So I was watching The Prince of Egypt, and it got me thinking about liberation…
“God’s salvation in Exodus does not focus on saving Israel from sin but is experienced as liberation of Israel from the oppression of a tyrant… the Exodus story is a major biblical corrective to a spiritualized notion of God’s salvation.”[1]
These words from a phenomenal theological text are played out in the animation classic The Prince of Egypt. In visually-inventive fashion, the film depicts even the most disconcerting aspects of the Exodus tale. In so many ways this movie, like the Exodus story itself, is an essential story even for young people, but must be approached with care, caution, and preparation.
It’s a masterpiece of theological and biblical filmmaking in the ways it both adheres to and expands on the text. It works within the Exodus story like a midrash, (a sort of “explanatory comma” that ancient Jewish teachers and scholars would add to the text to expand, explain, or challenge.)

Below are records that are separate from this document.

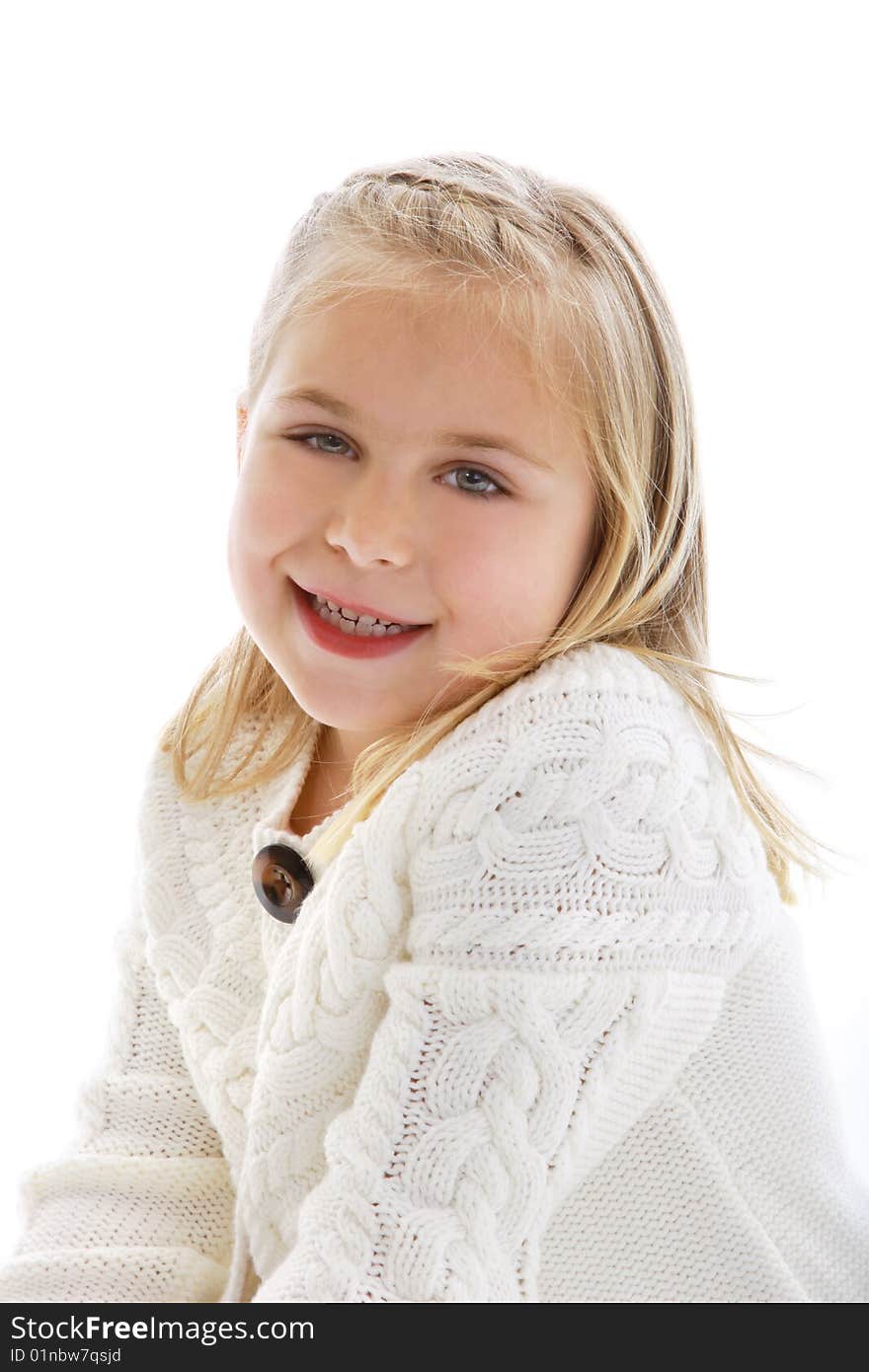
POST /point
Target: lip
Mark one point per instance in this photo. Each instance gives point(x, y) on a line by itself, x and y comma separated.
point(331, 640)
point(356, 608)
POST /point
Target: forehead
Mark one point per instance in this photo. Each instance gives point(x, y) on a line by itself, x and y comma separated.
point(415, 352)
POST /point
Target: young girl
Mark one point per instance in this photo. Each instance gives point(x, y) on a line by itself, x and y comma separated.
point(460, 964)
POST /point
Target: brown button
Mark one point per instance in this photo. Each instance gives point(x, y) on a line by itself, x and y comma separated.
point(281, 879)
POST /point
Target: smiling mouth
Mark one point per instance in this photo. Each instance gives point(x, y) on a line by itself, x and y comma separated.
point(334, 612)
point(355, 625)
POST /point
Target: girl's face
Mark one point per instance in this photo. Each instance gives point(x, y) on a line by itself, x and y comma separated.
point(376, 496)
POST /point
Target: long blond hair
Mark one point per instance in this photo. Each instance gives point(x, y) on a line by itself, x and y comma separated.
point(555, 267)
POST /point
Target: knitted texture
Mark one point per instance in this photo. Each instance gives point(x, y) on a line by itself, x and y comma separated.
point(541, 1031)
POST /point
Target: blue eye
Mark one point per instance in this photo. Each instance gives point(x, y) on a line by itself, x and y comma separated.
point(475, 471)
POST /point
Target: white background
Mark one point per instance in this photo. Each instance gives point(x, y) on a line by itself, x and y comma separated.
point(155, 158)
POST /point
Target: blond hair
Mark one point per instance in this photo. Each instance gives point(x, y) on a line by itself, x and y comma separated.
point(552, 267)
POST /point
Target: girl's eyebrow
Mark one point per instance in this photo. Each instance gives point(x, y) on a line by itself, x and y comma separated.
point(316, 396)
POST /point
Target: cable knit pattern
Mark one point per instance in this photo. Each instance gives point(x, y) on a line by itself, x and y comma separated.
point(540, 1031)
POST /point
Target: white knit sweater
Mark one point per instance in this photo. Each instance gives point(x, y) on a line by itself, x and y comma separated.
point(541, 1031)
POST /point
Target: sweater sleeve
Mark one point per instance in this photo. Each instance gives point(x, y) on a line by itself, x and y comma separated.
point(567, 899)
point(139, 1207)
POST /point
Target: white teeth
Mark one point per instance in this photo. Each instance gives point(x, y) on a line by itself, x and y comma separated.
point(364, 626)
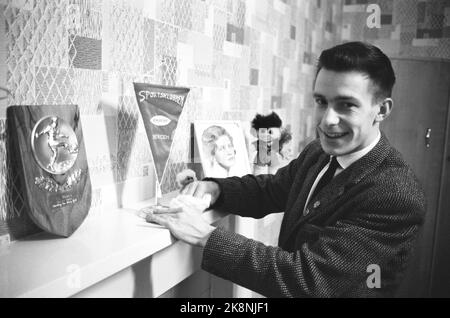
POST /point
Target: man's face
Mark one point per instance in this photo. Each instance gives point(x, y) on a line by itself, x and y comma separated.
point(345, 111)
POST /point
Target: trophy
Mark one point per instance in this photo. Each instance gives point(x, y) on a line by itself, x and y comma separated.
point(48, 155)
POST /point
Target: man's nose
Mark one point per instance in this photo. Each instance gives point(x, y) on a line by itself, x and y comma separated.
point(330, 117)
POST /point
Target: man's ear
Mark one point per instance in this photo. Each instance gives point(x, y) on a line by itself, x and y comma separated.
point(385, 108)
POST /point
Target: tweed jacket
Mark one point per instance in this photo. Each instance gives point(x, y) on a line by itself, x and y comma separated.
point(368, 214)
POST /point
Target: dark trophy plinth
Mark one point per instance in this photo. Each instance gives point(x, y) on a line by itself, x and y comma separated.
point(48, 155)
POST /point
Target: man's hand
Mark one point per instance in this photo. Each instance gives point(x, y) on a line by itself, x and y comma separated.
point(199, 189)
point(184, 222)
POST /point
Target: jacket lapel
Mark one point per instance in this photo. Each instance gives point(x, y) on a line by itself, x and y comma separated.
point(336, 188)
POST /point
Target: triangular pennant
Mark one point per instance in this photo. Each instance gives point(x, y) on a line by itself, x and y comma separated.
point(160, 107)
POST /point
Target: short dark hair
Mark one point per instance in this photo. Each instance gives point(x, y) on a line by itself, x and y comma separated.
point(267, 121)
point(362, 57)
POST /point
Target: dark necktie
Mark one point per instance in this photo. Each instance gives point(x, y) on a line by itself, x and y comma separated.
point(328, 175)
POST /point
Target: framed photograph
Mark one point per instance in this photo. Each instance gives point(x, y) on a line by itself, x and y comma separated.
point(222, 148)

In adhering to the text, it highlights often overlooked aspects of the Exodus story. First is the absence of God at the beginning. In fact, the burning bush occurs right at the film’s midpoint, before which God is silent, and if not absent is at least veiled. In the same text as the quote above, these renowned Old Testament commentators point out, “In the context of bondage God seems absent, but hope for the future is preserved through the courageous action of five women who thwart Pharaoh’s actions.” Overlooked in the early chapters of Exodus is that Pharaoh is actually never named, but these women who enable the eventual salvation of Israel are named. In traditional historical accounts, we remember and learn the names of powerful leaders and forget the small faithful actions of the few – so often women. Exodus, and The Prince of Egypt, insist that you know their names and stories.
The Pharaoh in the movie, however, has a name: Rameses. The original text does not feature this dynamic of brothers and sons, but it is the central element of the movie. In naming Rameses and making him a real character with a real arc, the film accomplishes two significant theological ideas form the text. First, it grounds the story in real people and real relationships, preventing it from becoming just myth. The original text was written by and for the people of Israel to understand themselves in history and the present. For us reading, today, we can feel such a distance from it. The film brings us back in by highlighting relationships that may echo some of our own or that we’ve seen: a disapproving father, a jealousy between brothers, and grieving the loss of a child. The further we get historically from a biblical text, the less it can seem like our own life, but the story of oppression and liberation is always at our door. Most of the time we don’t see it because we are on the wrong side.
The other thing that Rameses’ characterization accomplishes is that it allows us to have the empathy and love of God even for the “villain.” The larger story of Exodus and the rest of Scripture allow us to see God’s redemptive work on behalf of Pharaoh and Egypt, but in the story itself we can easily imagine the empire as a monolithic and purely evil force. To be sure, God chooses a side in this conflict, an idea we should not be quick to overlook. But God’s compassion and grace extend even to the oppressors, the enemies of God’s redemptive work. The heartbreaking moment where Moses tries to comfort Rameses after the Passover event, followed by the solemn song of hope from Miriam and Tzipporah envelop this film in grace.
In lovingly embracing and expanding on the tale of the Exodus, The Prince of Egypt shows that real, historical liberation is what God’s salvation looks like. It shows that it often begins with the faithful, desperate actions of anonymous people, accompanied by the veiled work of God, but that can erupt into a cataclysm of redemptive power. It shows that salvation is more than spiritual, and calls us to look at our own world and identify the broken people who oppress and the oppressed in need of God’s saving. It calls us to set the oppressed free, and to extend grace and hope for the redemption of the oppressor too.
James Cone asked and answered, “What has the gospel to do with the oppressed of the land and their struggle for liberation? Any theologian who fails to place that question at the center of his or her work has ignored the essence of the gospel.”[2] The Prince of Egypt, in the spirit of the Exodus text, does just that.
[1] A Theological Introduction to the Old Testament, Birch, Brueggemann, Fretheim, Petersen
[2] God of the Oppressed, James Cone.